Real estate LPs question fee practices

Investors in real estate still may not be fully aware of all the fees being charged to them, according to a session at the annual PERE Forum in New York.

Limited partners in real estate funds still may not be fully aware of all the fees that general partners are charging them, delegates at the PERE Forum in New York heard last week.

“I think that is a real problem that is going to continue to evolve,” said Jarrod Rapalje, senior consultant at Cleveland, Ohio-based advisory firm Courtland Partners, reacting to how the US Securities and Exchange Commission (SEC) already was investigating areas in mainstream private equity to do with fees and consultants.

“If it were to turn out that the real estate manager was charging additional affiliate fees that no one was aware of, it could become a big problem,” added Rapalje.

Fellow panelists Paul Mehlman, partner at Landmark Partners; Joanne Douvas, former partner at LGT Clerestory; Michael Dombai of Cortland Capital Market Services; and Preston Sargent, executive vice president of Bailard, debated various areas where transparency was less than ideal.

Though none suggested fund managers were liberally engaging in non-transparent practices, they focused on managers potentially pushing off the costs of personnel onto affiliates so that the fund would bear those costs and thus make the management fee more profitable. Linked to this, they asked how investors would know if the manager was doing this. Delegates also heard that, even if it was present in fund documentation that a general partner was allowed to charge for property management, leasing and other costs, it should nevertheless be quantified and reported.

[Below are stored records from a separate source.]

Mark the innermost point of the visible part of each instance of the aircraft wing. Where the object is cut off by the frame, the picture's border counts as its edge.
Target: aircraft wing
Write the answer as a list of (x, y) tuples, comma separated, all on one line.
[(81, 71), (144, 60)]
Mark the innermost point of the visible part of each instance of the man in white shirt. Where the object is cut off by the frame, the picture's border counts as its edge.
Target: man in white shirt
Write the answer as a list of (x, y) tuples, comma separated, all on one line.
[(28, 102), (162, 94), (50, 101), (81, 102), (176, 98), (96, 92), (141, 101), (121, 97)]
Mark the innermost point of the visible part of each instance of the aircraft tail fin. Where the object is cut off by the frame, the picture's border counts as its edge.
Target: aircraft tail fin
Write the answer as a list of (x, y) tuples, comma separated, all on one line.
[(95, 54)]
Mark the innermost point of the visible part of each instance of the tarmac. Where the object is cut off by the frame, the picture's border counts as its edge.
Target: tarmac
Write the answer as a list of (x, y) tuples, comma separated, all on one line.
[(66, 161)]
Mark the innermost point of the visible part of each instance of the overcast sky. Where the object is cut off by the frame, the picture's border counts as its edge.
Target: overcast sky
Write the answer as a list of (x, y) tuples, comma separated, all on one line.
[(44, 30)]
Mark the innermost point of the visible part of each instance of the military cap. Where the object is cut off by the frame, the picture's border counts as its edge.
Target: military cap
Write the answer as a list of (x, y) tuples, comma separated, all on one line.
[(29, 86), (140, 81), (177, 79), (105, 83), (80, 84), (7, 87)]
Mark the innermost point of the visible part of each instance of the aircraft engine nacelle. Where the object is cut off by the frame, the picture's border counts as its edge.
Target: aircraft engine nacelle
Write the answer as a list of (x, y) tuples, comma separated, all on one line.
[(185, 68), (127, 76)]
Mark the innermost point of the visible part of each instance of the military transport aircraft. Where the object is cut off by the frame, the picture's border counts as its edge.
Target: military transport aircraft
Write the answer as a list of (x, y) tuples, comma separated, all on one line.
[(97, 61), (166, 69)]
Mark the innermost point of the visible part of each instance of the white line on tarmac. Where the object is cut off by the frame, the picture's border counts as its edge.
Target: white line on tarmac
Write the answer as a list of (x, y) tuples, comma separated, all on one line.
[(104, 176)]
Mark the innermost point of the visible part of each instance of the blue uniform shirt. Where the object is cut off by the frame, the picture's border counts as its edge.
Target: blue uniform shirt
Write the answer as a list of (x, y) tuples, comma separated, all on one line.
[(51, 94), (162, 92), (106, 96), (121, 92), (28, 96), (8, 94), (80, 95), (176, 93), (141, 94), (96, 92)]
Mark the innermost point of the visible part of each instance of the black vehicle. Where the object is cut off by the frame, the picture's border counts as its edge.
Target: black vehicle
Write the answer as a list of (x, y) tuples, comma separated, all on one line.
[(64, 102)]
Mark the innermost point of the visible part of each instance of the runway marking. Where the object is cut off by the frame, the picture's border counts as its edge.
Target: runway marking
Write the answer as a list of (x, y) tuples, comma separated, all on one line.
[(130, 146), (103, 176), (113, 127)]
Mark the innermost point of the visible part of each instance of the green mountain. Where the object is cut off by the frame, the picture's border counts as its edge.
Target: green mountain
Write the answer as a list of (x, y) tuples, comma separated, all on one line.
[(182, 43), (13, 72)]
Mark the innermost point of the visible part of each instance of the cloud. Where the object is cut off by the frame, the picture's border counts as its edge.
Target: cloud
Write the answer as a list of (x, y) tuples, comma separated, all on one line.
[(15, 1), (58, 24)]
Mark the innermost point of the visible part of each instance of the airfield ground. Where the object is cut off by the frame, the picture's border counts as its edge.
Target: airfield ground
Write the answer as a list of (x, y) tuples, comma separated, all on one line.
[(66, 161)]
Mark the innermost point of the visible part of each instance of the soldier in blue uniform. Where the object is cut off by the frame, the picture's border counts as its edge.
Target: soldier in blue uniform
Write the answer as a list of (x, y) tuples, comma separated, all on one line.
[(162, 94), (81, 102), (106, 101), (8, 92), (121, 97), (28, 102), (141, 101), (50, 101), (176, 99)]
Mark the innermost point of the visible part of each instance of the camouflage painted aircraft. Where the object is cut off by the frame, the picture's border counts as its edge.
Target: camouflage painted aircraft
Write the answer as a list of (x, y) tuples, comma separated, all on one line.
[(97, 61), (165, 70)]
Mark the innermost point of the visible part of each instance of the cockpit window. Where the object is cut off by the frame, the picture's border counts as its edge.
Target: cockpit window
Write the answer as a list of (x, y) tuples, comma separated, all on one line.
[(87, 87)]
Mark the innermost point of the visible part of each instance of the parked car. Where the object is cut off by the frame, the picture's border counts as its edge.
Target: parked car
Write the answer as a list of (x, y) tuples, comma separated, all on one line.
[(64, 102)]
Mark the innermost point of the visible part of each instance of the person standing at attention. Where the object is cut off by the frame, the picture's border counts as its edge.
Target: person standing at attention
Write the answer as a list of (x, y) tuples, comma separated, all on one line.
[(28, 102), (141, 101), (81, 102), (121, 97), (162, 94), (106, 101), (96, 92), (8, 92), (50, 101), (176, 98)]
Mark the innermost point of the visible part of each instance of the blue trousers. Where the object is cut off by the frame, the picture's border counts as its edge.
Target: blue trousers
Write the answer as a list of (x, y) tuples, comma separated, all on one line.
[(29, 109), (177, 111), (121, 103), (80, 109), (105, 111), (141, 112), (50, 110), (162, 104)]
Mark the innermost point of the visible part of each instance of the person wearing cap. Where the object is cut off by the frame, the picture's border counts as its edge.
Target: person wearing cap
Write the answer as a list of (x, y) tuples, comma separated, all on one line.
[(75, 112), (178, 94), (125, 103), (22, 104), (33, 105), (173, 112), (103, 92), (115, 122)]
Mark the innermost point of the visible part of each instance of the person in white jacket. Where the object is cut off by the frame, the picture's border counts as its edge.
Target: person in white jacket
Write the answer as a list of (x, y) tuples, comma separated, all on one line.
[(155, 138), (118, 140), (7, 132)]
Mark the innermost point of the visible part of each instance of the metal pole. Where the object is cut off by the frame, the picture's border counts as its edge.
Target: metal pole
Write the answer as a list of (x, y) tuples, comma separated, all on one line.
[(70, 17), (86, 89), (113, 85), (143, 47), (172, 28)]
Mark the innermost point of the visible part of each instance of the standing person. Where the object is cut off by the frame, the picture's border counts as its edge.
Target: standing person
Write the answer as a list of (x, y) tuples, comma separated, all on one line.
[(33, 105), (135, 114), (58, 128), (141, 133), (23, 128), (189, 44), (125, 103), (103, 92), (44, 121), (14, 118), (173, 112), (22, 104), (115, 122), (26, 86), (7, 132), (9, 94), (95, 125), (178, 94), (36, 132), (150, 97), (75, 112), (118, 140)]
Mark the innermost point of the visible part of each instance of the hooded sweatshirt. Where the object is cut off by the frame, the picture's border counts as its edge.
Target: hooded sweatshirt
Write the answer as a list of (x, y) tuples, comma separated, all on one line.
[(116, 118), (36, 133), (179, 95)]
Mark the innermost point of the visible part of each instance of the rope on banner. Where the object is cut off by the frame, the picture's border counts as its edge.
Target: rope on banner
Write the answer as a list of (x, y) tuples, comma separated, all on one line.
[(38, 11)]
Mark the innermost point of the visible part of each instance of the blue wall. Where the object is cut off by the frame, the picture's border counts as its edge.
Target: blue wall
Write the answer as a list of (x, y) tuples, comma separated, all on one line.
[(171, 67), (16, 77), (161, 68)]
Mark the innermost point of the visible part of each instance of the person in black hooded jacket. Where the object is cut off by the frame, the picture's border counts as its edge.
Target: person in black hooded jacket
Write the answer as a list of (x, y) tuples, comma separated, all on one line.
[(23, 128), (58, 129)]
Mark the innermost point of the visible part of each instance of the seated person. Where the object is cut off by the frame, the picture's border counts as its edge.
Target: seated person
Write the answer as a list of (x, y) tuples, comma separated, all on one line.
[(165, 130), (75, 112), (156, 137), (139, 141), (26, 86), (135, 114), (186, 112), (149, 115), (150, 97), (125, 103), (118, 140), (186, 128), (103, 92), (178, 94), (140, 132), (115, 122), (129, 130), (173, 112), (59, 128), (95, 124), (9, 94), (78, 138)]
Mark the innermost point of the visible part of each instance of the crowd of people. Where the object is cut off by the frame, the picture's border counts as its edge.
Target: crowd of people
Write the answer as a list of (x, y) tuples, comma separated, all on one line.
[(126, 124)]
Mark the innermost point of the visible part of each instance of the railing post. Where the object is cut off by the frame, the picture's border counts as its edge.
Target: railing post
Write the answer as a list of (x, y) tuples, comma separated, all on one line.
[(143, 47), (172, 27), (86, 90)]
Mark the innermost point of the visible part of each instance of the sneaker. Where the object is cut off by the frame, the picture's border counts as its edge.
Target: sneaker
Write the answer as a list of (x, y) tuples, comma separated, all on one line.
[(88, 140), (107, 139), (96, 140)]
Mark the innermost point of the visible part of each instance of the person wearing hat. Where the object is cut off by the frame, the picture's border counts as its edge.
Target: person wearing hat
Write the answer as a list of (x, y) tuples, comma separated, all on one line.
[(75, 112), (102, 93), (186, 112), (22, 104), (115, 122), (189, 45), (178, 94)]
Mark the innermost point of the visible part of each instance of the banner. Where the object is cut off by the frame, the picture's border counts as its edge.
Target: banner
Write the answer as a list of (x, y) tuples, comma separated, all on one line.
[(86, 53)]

The majority of the time, managers using affiliates disclose that they have in-house leasing, development and other services receiving fees from the fund. In these cases, panelists said it was important to understand the manager was charging the fund market rates for the services provided to that fund. Good managers provided limited partners with clear disclosures of current market rates for these services, the participants agreed.

Highlighting other controversial issues, Rapalje revealed one instance where a firm was about to close on a fund where the leverage calculation was “quite loose.” It took a larger investor rather than a smaller investor who first noticed it to engineer a change after pointing out it could potentially understate the leverage. “Some of the time, fees are not clearly disclosed,” he added.

Panelists said the reasons for various controversial fee issues going unchallenged included: investors sometimes failing to notice; investors not wanting to challenge a manager or not wanting to be shut out of the next fund; and not wishing to establish a bad relationship with the manager.

The debate over transparency in real estate comes as the spotlight continues to shine on mainstream private equity.
In September, the SEC charged a New York investment advisory firm with breaching its fiduciary duty to a pair of private equity funds by sharing expenses between a company in one’s portfolio and a company in the other’s portfolio “in a manner that improperly benefited one fund over the other.”

An SEC investigation found that, while Lincolnshire Management integrated the two portfolio companies and managed them as one, the funds were separately advised and had distinct sets of investors. Despite developing an expense allocation policy as part of the integration, it was not followed on some occasions, resulting in the portfolio company owned by one fund paying more than its fair share of joint expenses that benefited the companies of both funds.

It also comes in the wake of comments by Andrew Bowden, director in the Office of Compliance Inspections and Examinations at the SEC, during a forum held by PERE’s sister title, Private Equity International, in May. “Lack of transparency and limited investor rights have been the norm in private equity for a very long time,” he said at the time. “By far, the most common observation our examiners have made when examining private equity firms has to do with the adviser’s collection of fees and allocation of expenses. When we have examined how fees and expenses are handled by advisers to private equity funds, we have identified what we believe are violations of law or material weaknesses in controls over 50 percent of the time.”

Bowden added: “Some of the most common deficiencies we see in private equity in the area of fees and expenses occur in firm’s use of consultants, also known as ‘operating partners’, whom advisers promote as providing their portfolio companies with consulting services or other assistance that the portfolio companies could not independently afford. The operating partner model is a fairly new construct in private equity and has arisen out of the need for private equity advisers to generate value through operational improvements. Many limited partners view the existence of operating partners as a crucial part of their investment thesis when they allocate to private equity funds, largely because the operating partner model has proven to be effective. Many of these operating partners, however, are paid directly by portfolio companies or the funds without sufficient disclosure to investors.”